CYstarters Iowa State University

As the CYstarters program came to an end Friday the twelve student-led startups graduating hoped their companies will do anything but come to an end.

The 2017 cohort finished the ten-week CYstarters program with a demo day on Friday with presentations to an audience of nearly 50 people. The CYstarters program provides students opportunities to start a company and spend a summer acting essentially as an intern for that company.

It is competitive to get into the ten week program. For the 2017 cohort, 40 applications were submitted and 12 companies were selected.

Inside the Iowa State University Pappajohn Center for Entrepreneurship, each company presented about a problem they identified, their business idea, product, financial projections, marketing strategy and ability to scale.

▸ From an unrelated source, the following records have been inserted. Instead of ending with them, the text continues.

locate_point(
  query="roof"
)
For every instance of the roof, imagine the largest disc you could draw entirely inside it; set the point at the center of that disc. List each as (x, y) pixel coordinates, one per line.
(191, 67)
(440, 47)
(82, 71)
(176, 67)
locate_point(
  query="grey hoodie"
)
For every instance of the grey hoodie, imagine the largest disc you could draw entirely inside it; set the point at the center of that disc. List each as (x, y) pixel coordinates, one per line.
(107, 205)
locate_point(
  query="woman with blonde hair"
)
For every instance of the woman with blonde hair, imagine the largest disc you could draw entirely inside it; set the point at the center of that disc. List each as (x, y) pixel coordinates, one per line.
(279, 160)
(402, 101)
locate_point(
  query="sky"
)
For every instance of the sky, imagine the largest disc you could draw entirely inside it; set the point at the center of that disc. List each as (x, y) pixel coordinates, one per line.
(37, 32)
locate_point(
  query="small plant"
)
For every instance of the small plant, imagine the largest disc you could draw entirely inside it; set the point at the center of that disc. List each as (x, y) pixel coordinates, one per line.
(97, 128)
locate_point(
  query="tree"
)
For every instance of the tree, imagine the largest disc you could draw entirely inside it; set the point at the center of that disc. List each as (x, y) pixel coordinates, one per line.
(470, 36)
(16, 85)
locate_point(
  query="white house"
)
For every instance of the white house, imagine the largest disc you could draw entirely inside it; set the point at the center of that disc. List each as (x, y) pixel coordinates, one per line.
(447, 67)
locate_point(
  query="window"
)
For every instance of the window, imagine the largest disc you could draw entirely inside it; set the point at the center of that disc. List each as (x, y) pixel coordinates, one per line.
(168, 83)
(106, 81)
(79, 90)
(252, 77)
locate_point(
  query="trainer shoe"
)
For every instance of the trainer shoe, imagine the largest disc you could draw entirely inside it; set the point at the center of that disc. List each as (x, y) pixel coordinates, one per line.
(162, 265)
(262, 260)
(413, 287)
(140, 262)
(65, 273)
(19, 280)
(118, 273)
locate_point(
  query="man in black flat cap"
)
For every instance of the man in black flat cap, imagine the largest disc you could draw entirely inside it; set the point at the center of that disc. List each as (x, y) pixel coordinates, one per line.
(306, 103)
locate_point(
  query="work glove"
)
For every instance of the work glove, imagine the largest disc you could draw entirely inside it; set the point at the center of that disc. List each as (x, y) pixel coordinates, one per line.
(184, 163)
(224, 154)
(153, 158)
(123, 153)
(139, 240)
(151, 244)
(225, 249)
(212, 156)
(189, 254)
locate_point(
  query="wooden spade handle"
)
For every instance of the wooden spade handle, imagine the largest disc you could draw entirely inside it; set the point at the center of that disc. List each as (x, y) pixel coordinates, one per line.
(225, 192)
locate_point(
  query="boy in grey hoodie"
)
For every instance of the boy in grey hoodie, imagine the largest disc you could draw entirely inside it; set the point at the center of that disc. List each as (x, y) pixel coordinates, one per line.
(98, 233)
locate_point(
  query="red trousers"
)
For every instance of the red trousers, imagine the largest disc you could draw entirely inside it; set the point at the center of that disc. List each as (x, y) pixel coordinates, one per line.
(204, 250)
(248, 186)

Each presentation lasted between three to seven minutes.

Companies were led by a variety of students at all grade levels from sophomores at Iowa State to, Ph.D students and recent graduates.

The companies in the 2017 CYstarters cohort were:

  • Bulletmatcher – Software that matches bullets
  • Duracinct – Software company
  • Fast Farm – An app that provides farmers a source to find new farm equipment in a hurry
  • Hurd Health Group – A medical technology company developing a product to reduce heart failure
  • Ivory Lane Events – Event planning made easier
  • Lamb Tactical – Custom, safer holsters for weapons
  • Our Anthology – Publishing/production company
  • Propelled Solutions – Drone technology helping first responders
  • QC Pool Cleaners – A chemical engineer who keeps pools clean
  • RenterGate – Software for property management
  • True 360 – Combining aquariums and the zoo with virtual reality to enhance visitors experiences
  • U-Conceal-It – A gun storage product

    CYstarters Iowa State University
    Nearly 50 people attended the 2017 CYstarters Demo Day at Iowa State University on Friday. Photo courtesy of Diana Wright.

Crowd pleasers

Megan Brandt, program manager for the Global Insurance Accelerator, works with companies on presentations exactly like what the CYstarters companies did Friday.

She said she was impressed after the two-hour event.

“You could tell they were trained pretty well,” Brandt says. “I was impressed with their level of maturity and ability to tell a story clearly.”

Devin Sloan graduated from Iowa State University in 2012 and went on to start his own business—Convergence Media Lab— and thought the variety of products on display was great.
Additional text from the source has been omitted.